We all know we shouldn't do it: don't put production data in non-production. The main reason is because we don't treat non-production like production. If we did, we'd call it production. The types of things we typically see:
- More folks have administrative access to the servers or to the SQL Servers.
- More folks have access to the data in non-production than in production, even if it's not administrative level access.
- Non-production servers tend to be monitored less for security events.
- Non-production servers tend to get more leeway even if security events are monitored because, well, they are non-production servers.
And here is where the fallacy has crept in. We are classifying the server and not the data. If it's production data, it needs to be handled with production-level controls. But in most shops this isn't the case. Production data gets restored to non-production and then gets handled with non-production controls. This is the perfect situation for a rogue admin intent on stealing said data. He or she gets the data desired and doesn't have to face production-level controls and scrutiny to get it.
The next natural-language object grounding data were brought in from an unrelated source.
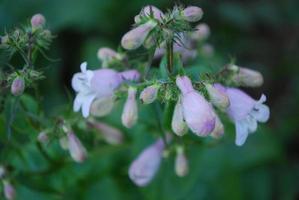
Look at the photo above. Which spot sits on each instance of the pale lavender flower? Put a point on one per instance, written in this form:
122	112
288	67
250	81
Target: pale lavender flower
181	163
17	86
149	94
76	149
178	125
245	112
135	38
146	165
9	190
192	13
111	134
198	113
38	20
As a matter of fact, because of an issue that's cropped up, the admin may be asked to check out things with privileged access in non-production, making his or her theft all the easier.
There's really only two solutions here:
- Don't restore/move/replicate/otherwise transfer production data to a non-production server.
- If you must have production data on a non-production server, treat it with the same level of protection as a production server.
Short of doing these two things, that rogue admin is going to have a field day.